Он продолжал носиться по кровати, размахивая крыльями. От него пахло не то лесом, не то орехами. Точно я не могла уловить. И тут я решила покормить блудного болтуна. Одичал-то он явно с голодухи.

Вылезать из нагретой за ночь кровати совсем не хотелось, но, набравшись мужества, я скинула пуховое одеяло и попросила Луи подтолкнуть мою коляску. Та послушно тронулась и со свистом причалила.

Забравшись в свою «колесницу», потирая заспанные глаза, я принялась искать птичьи зернышки. Куда же маман их положила? Ага, вот они – в дальнем кармане рюкзачка. Пока я ковырялась, Луи важно расхаживал по подоконнику, бросая на меня неодобрительные взгляды и качая головой.

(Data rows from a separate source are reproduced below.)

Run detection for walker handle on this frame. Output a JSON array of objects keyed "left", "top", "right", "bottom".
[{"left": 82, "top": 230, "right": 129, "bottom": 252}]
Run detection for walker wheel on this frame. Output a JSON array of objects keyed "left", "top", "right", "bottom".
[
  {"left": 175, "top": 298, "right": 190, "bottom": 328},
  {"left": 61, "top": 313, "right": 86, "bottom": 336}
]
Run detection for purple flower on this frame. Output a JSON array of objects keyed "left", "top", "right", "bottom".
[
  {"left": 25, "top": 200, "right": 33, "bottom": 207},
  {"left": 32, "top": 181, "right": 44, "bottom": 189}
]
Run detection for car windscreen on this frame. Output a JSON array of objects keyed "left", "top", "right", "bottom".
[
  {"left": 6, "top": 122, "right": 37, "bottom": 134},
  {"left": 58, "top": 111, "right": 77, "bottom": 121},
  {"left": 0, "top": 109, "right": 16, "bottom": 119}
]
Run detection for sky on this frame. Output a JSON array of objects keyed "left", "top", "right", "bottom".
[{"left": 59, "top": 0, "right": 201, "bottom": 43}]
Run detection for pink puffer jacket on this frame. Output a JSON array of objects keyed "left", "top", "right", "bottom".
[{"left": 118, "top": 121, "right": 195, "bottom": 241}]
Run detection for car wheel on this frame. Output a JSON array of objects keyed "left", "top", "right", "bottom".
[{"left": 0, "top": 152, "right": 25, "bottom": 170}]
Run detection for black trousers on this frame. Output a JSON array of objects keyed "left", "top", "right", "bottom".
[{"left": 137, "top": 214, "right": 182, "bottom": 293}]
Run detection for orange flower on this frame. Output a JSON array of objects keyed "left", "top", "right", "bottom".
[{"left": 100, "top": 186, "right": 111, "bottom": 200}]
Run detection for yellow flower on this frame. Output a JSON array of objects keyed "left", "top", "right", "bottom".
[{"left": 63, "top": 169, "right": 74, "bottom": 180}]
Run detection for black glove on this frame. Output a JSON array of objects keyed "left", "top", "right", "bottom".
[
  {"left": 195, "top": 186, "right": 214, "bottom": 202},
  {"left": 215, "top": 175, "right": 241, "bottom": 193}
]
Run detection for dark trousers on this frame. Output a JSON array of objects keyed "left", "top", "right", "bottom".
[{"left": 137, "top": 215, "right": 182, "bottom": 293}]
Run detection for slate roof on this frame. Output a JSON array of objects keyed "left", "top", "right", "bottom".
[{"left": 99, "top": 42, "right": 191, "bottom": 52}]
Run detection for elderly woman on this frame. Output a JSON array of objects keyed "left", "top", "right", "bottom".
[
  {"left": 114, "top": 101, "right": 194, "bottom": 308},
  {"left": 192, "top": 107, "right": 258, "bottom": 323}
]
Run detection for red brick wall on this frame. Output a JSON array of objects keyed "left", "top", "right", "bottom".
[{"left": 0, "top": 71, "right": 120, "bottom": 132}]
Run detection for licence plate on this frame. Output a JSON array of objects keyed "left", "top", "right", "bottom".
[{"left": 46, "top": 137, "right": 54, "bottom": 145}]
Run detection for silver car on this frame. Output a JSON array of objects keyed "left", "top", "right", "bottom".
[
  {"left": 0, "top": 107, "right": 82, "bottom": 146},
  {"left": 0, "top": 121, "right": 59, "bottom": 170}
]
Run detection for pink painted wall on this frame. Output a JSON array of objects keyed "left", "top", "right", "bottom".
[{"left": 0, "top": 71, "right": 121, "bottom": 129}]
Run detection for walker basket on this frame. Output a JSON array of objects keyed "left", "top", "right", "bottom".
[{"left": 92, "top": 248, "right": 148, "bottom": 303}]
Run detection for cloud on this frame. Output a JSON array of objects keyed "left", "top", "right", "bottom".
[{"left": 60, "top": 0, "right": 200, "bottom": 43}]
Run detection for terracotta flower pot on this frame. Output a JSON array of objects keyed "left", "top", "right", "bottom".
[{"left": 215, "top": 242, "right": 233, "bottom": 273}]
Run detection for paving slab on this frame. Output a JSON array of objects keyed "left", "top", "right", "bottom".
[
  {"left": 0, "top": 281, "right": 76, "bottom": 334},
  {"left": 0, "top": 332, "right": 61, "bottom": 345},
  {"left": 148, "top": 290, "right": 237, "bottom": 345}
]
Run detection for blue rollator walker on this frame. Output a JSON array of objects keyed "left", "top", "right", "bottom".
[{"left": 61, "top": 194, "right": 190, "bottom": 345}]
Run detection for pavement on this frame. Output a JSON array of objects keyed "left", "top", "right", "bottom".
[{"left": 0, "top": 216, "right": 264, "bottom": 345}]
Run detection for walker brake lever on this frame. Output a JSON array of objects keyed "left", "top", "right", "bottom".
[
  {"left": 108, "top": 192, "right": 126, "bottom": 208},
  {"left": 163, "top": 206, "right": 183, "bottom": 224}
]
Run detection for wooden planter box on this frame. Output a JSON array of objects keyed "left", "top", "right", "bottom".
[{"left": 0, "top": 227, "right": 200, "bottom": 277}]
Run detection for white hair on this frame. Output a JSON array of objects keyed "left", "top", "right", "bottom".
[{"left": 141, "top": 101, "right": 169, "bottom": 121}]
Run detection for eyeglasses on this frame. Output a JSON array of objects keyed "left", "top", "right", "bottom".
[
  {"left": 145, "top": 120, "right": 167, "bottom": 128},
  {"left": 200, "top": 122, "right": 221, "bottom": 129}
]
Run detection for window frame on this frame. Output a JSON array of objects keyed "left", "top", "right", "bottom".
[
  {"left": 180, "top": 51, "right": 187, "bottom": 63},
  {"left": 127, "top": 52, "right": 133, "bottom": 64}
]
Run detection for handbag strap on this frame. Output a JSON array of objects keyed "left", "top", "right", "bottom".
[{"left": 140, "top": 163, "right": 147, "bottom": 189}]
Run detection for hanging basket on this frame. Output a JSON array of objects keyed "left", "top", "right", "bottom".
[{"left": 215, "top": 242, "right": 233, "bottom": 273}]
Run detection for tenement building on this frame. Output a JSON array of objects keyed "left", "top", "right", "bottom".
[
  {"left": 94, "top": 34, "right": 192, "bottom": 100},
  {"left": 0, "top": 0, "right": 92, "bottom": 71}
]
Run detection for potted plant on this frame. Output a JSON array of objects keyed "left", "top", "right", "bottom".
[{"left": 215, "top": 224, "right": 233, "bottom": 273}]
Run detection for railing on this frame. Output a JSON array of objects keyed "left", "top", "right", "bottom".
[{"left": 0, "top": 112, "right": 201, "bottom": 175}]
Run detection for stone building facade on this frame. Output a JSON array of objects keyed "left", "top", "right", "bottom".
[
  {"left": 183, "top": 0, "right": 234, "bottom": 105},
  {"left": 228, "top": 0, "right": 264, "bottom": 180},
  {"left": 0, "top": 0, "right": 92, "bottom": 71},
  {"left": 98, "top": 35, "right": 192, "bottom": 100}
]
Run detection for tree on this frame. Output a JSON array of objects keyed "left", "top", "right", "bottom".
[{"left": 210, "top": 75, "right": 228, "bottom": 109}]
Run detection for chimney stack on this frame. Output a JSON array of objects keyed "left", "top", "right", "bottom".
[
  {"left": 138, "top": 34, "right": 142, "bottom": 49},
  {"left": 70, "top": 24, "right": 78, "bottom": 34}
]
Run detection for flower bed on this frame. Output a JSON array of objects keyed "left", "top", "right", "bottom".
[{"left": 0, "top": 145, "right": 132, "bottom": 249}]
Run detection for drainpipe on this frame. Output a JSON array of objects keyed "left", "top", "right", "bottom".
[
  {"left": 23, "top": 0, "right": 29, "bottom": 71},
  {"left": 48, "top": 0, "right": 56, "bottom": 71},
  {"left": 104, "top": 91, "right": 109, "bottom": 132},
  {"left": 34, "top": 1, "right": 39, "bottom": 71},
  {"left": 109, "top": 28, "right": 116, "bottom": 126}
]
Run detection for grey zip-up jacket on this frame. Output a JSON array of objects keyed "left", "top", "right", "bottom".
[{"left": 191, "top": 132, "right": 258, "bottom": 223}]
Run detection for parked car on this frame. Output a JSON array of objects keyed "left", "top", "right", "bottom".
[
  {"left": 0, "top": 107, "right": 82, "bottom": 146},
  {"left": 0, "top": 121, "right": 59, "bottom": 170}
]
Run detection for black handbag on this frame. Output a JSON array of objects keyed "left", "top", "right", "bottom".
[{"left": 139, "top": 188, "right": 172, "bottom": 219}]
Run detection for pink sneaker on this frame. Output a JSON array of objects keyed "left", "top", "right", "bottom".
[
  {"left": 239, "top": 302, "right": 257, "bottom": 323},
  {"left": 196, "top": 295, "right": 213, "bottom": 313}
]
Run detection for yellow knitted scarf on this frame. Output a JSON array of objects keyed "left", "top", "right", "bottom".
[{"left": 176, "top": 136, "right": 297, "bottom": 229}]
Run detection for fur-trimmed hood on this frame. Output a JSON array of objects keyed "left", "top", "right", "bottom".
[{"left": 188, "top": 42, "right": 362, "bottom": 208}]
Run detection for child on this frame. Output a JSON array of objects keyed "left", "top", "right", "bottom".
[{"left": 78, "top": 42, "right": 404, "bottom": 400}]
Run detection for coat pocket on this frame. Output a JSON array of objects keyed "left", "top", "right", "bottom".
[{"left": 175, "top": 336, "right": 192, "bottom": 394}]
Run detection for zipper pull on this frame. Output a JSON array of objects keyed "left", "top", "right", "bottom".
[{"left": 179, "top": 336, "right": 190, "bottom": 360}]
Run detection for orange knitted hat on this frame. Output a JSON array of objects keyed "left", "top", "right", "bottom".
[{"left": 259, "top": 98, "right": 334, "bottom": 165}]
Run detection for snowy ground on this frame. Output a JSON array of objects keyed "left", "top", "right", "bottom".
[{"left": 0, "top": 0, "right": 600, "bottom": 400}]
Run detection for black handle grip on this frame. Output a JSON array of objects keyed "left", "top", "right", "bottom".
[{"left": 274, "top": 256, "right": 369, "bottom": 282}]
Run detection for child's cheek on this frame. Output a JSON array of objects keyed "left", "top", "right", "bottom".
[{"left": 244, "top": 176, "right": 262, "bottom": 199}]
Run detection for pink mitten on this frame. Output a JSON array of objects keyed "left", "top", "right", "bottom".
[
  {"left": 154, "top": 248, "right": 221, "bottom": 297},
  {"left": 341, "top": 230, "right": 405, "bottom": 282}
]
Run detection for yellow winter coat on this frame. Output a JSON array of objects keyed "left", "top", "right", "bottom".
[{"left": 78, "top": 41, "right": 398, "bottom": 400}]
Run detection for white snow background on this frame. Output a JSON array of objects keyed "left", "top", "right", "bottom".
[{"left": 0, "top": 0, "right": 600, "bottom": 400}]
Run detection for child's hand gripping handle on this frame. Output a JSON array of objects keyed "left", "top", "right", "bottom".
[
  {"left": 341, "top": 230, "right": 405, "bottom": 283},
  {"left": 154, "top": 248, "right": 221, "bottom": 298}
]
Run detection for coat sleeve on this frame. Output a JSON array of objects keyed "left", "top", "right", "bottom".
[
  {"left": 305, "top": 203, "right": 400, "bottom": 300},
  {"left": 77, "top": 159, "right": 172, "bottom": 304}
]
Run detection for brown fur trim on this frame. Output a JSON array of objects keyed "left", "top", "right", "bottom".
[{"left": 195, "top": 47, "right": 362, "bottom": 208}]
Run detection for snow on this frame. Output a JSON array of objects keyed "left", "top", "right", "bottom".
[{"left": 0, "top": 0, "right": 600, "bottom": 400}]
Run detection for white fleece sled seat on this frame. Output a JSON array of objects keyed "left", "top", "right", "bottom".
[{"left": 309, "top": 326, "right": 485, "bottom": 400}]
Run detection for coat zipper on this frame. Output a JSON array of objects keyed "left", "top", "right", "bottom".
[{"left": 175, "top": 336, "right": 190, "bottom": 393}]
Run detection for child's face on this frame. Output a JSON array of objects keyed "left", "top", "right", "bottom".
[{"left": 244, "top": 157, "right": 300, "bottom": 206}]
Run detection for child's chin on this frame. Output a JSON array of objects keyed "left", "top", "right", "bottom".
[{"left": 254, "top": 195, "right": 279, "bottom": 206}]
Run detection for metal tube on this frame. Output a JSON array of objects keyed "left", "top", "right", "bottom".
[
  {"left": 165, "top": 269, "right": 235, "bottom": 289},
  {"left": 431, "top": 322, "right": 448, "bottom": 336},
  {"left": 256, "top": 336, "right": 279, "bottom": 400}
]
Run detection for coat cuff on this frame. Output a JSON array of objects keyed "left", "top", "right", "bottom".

– Что не так? – спросила я.

– Пчив-пчив-птак, – ответил он и уселся, свесив лапки из окна.

– На-ка поклюй, – протянула я ему лакомство.

– Пчив… сама клюй, – вдруг бросил Луи. Или мне показалось? Не мог он такого сказать.

– Ешь! – повторила я.

– Пчи-и-и… Я не голоден!

Или Луи так издевался, или я сходила с ума! Не мог же он всего за одну ночь нахвататься новых слов. Он и старые-то неважно выговаривал. И к тому же раньше он никогда не отвечал на мои вопросы.

– Луи, – прошептала я. – Ты меня понимаешь?

– Вообще-то не очень… странная ты! – вызывающим тоном отчетливо и громко ответил он.

Мои глаза чуть было не лопнули от удивления, а уши вытянулись, подобно кроличьим, в струнку. Я высыпала горстку зерен на стол и, насупившись, смотрела то на Луи, то на зерна, то на живую картину на потолке, где и пчелы и рыбы – все словно смеялись надо мной.

– Может, хватит сидеть взаперти? – снова заговорил Луи. Прыгнул на стол и стал выкладывать зернышки в схематичный рисунок.

– Луи, ты что, правда разговариваешь? – не унималась я, продолжая следить за его старательными движениями.

– Ага! Заговоришь тут. Вот, смотри, – наконец он закончил своё зернотворение.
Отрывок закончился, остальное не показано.